Loss Functions
Before looking at the loss/objective functions we need to look at different problem setting because in ML setting loss function is a mathmatical representation of the problem we are trying to solve.
Problem Settings
- Classification: The classification can be of two types i.e multi-class or multi-label. In multiclass setting the general choice of loss function is cross entropy loss. In multi-label setting summation of binary cross entropy loss for each class.
- Regression: Generally mean squared error is used as loss function.

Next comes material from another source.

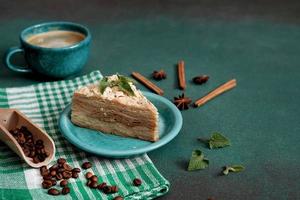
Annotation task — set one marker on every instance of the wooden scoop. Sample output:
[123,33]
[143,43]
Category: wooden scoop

- Metric Learning: In metric learning we try to learn a distance function between two data points. The loss function is important loss functions are triplet loss , Pairwise Ranking Loss(Contrastive Loss) .
- Reinforcement Learning:
Loss Functions
-
Binary Cross Entropy Loss:
As the name suggest there are only two classes so we need the probability of only one class. It is given by:
\[L_{BCE} = -\sum_{i=1}^{n} y_i log(p_i) + (1-y_i) log(1-p_i)\]where $y_i$ is the ground truth probability and $p_i$ is the predicted probability for class $i$. This will be used in binary classification problems.
-
Cross Entropy Loss:
Logistic Loss and Multinomial Logistic Loss are other names for Cross-Entropy loss. The cross entropy loss can be used when the output of the model is a probability value between 0 and 1. It is given by:
\[L_{CE} = -\sum_{i=1}^{n} y_i log(p_i)\]Multi-label classification the loss function is the sum of the binary cross entropy loss for each class. It is given by:
\[L_{CE} = -\sum_{i=1}^{n} y_i log(p_i) + (1-y_i) log(1-p_i)\]Also weights can be introduced to the loss function deal with imbalanced dataset.
- Focal Loss:
-
Pairwise Ranking Loss(Contrastive Loss):
The objective is to learn representations with a small distance between them for positive pairs, and greater distance than some margin value m for negative pairs. Pairwise Ranking Loss forces representations to have 0 distance for positive pairs, and a distance greater than a margin for negative pairs. Being \(r_a\)(anchor), \(r_x\) can be (Positive) or (negative) sample and d a distance function, we can write:
\[L_{pairwise}(y,r_a,r_x) = y.d(r_a,r_x) + (1-y)*max(0,m-d(r_a,r_x))\]For positive pairs, only the first part of the loss will usined as y==1 and it will be 0 only when the net produces representations for both the two elements in the pair have no distance between them. For negative pairs i.e y==0 , the loss will be 0 when the distance between the representations of the two pair elements is greater than the margin m. The function of the margin is that, when the representations produced for a negative pair are distant enough, no efforts are wasted on enlarging that distance, so further training can focus on more difficult pairs. The most common distance function is the euclidean distance. The main difference with triple loss is that we use pairs instead of triplets.ref
-
Triplet Loss:
We use triplets of training data samples, instead of pairs. The triplets are formed by an anchor sample \(x_a\), a positive sample \(x_p\) and a negative sample \(x_n\). The objective is that the distance between the anchor sample and the negative sample representations d(ra,rn) is greater (and bigger than a margin m) than the distance between the anchor and positive representations d(ra,rp). With the same notation, we can write:
\[L(r_a,r_n,r_p) = max(0, m + d(r_a,r_p) - d(r_a,r_n))\]Triples can be for three types:
- Easy Triplets: \(d(r_a,r_n)>d(r_a,r_p)+m\)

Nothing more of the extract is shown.